In Fig. 2(a), red regions represent a typical result of a MF classifier inference. The green contour delimits the ground truth area. Comparing both, we notice misclassified pixels outside (isolated blobs), inside (holes) and at the boundaries of the ground truth LV. We propose two operations to resolve these issues:

• Finding the contour whose area maximally overlaps with previous slice LV. It allows to eliminate isolated blobs and holes.

• Computing the convex hull of the result to recover missing pixels at the boundaries.

Iii-C1 Finding the area of maximum overlapping with previous slice LV

the objective is to reclassify isolated blobs as background pixels and holes as LV pixels. For that, we apply an edge detection technique [7] to retrieve all contours of the segmentation result. Then we select the contour whose area has the largest overlap with the previous slice’s LV. This comes from the alignment property of MR images so the previous slice LV has the nearly the same location than the current slice one. Doing so discard isolated blobs’ contour and reconsider holes in the final result. Fig. 2(b) illustrates the process. We notice small holes are now red thus considered as the LV pixels and isolated blobs are white so discarded.

Iii-C2 Convex hull

After the previous operation, we still miss many pixels at boundaries. These missing pixels form concavities on the LV (see Fig. 2(b)). The objective is to close these concavities to get even closer to the ground truth and thus reduce errors. As the LV ground truth is approximatively convex, we use the convex hull to close concavities on the contour. In order to compute the convex hull, the contour is considered as a polygon where each contour point is a vertex and each segment joining two consecutive vertexes is a side. Briefly, the convex hull is determined by computing the angle formed by a vertex and adjacent sides. If the angle is less than or then we have a concavity so we suppress this vertex from the polygon. We do it using the method in [8]. Fig. 2(c) shows the final result. We notice the red area includes the concavities.

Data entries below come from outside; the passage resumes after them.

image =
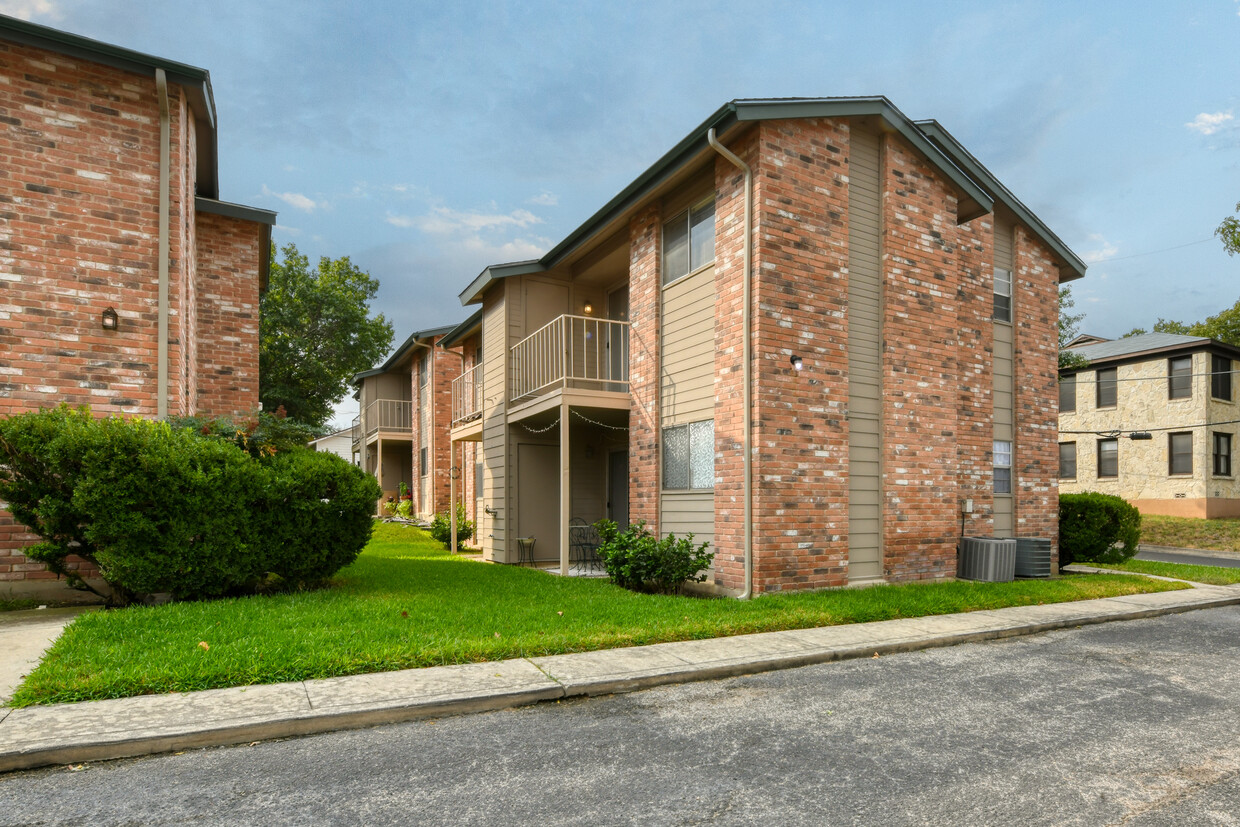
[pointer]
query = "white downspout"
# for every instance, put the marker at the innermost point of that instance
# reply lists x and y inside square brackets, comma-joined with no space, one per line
[748,358]
[165,139]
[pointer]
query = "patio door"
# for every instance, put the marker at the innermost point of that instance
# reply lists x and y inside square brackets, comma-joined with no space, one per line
[618,487]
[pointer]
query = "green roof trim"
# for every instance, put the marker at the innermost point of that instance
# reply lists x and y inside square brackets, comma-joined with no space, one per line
[460,331]
[965,160]
[975,200]
[417,337]
[195,81]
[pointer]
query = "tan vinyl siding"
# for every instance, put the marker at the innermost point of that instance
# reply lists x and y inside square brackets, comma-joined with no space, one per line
[690,512]
[1005,384]
[688,349]
[495,353]
[864,358]
[687,389]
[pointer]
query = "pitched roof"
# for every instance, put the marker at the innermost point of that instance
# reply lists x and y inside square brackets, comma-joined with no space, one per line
[976,187]
[1148,345]
[416,337]
[195,81]
[974,199]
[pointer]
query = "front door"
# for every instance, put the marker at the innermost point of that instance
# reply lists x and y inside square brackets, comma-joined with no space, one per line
[618,487]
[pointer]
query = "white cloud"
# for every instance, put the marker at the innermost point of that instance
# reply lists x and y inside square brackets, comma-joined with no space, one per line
[30,9]
[444,221]
[1105,251]
[296,200]
[1209,123]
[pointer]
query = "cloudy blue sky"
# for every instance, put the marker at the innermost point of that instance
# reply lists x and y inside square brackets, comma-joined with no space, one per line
[427,140]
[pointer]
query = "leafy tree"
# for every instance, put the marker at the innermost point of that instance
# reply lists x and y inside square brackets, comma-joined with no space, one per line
[1069,324]
[315,334]
[1229,233]
[1224,326]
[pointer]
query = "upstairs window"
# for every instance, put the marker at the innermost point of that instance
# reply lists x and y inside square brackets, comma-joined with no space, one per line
[1002,466]
[1107,458]
[1220,377]
[1179,377]
[1068,393]
[1179,453]
[688,456]
[1067,460]
[1222,454]
[688,241]
[1106,386]
[1002,294]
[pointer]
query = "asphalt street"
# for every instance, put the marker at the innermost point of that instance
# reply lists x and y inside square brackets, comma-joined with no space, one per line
[1189,558]
[1126,723]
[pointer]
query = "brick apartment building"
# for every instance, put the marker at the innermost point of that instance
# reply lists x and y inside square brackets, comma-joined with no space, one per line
[402,430]
[127,284]
[895,352]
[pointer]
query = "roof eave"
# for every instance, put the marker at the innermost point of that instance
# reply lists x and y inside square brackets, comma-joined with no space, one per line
[962,158]
[194,79]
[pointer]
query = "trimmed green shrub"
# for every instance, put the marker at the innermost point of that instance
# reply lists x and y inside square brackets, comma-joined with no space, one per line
[637,561]
[169,510]
[320,515]
[442,528]
[1096,528]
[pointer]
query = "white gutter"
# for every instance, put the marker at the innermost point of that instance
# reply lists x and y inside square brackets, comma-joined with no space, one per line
[748,360]
[165,138]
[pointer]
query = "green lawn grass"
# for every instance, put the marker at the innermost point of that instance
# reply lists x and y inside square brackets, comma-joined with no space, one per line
[407,603]
[1210,574]
[1191,532]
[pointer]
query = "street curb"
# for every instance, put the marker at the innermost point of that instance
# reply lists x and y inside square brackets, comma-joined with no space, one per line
[675,670]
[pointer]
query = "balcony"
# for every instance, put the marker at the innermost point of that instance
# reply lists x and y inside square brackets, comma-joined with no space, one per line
[571,352]
[392,417]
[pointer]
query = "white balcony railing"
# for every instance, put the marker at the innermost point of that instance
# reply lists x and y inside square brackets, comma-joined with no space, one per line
[387,415]
[572,352]
[468,396]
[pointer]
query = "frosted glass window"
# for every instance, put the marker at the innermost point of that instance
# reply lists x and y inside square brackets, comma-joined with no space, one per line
[676,458]
[688,456]
[702,454]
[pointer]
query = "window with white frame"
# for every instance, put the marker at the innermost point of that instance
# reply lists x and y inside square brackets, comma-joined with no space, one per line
[688,456]
[1002,466]
[1068,393]
[1067,460]
[688,241]
[1179,453]
[1220,377]
[1107,458]
[1179,377]
[1222,454]
[1002,294]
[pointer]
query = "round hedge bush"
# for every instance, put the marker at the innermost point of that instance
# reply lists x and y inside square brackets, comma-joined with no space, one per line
[1096,528]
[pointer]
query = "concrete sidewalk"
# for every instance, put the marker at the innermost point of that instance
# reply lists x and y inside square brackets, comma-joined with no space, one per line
[107,729]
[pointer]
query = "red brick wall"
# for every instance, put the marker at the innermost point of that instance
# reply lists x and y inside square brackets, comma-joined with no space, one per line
[644,314]
[447,366]
[79,233]
[228,252]
[1036,454]
[921,279]
[975,408]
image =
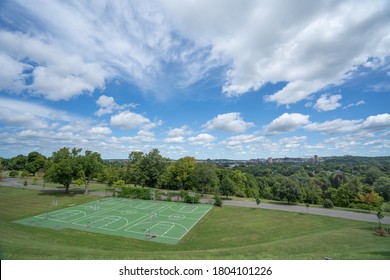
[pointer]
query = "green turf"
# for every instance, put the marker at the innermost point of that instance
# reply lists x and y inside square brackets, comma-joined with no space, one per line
[159,221]
[223,233]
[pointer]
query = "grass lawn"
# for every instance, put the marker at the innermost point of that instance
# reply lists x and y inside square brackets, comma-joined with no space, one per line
[224,233]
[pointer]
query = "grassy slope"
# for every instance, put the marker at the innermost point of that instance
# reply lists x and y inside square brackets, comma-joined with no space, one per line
[224,233]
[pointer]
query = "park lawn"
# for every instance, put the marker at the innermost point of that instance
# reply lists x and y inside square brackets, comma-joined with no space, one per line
[224,233]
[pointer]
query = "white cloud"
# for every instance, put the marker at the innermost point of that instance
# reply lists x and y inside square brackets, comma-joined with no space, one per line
[179,132]
[230,122]
[129,120]
[177,135]
[108,105]
[286,123]
[310,45]
[328,103]
[75,47]
[376,123]
[335,126]
[59,75]
[100,130]
[201,139]
[359,103]
[239,140]
[370,124]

Iv Experiments and results

We used a Intel i7 CPU core laptop. We run experiments on Ubuntu 16.04 environment with python 2.7 language programming. We used RF implementation from sklearn library[9] and OpenCV library[10] python binding for post-processing operations. For the MF and RF classifiers, we set the number of estimators or trees to 50 and the minimum sample per leaf to 2.

We ran experiments in a couple of scenarios, each one starts by training each model i.e MF and RF with the first slice, then inferring subsequent slices following specific schemes:

• Experiment 1: basic inference.

• Experiment 2: with post-processing.

• Experiment 3: with post-processing and updating as shown in algorithm 1.

We randomly selected patient 11 of the ACDC challenge dataset and use the ED phase cine-MR to perform these experiments. The objective is to zoom in to analyze the method at the slice level. Then, we selected a sample of 45 patients and ran the same experiments.

Iv-a Qualitative results

Here, we present the visual results using a single patient (patient 11 of the ACDC challenge dataset) cardiac cine-MR. In Fig. 3, we present results of each experiment previously stated. We present only three slices to avoid overloading the page, the 2nd, 5th and 8th slice. The green contour delimits the LV ground truth, meaning everything inside it is part of the LV. The red overlay is the segmented LV of our approach with respect to the experiment settings.

Iv-A1 Fig. 3(a)

shows the result of experiment 1 where we don’t process model inferences nor updating them. We notice the first slice in the figure is very good but the next is less good. In the second slice, holes inside the LV and some of its boundary parts are excluded from the segmentation result. Even worse, the last slice has some green overlay parts around the LV thus the algorithm is really misclassified these pixels as part of the LV.

Iv-A2 Fig. 3(b)

on its turn present experiment 2 results. We clearly see the impact of the post-processing step. Now all slices are nearly equally good, the ground truth and segmented LV are very closed. Holes and boundaries are included in the LV conversely to experiment 1. Also we do not see any surrounding green overlay so they’ve been discarded.

Iv-A3 Fig. 3(c)

which presents the last experiment result doesn’t show a noticeable difference from experiment 2. But in fact it adds a small amount on the accuracy. It’s more evident in the next section where we use an evaluation metric.

Iv-B Quantitative results

To evaluate our results, we use the dice coefficient metric of two sets[11]:

 Dice(A,B)=2|A∩B||A|+|B|, (2)

where means the cardinal of the set . It’s a similarity measure between two sets and its varies between 0 and 1 where 0 means the two sets are totally different and 1 means a perfect match. In our case, we apply it to the segmented LV of our method and the ground truth LV so as to figure out how close we are to the correct result.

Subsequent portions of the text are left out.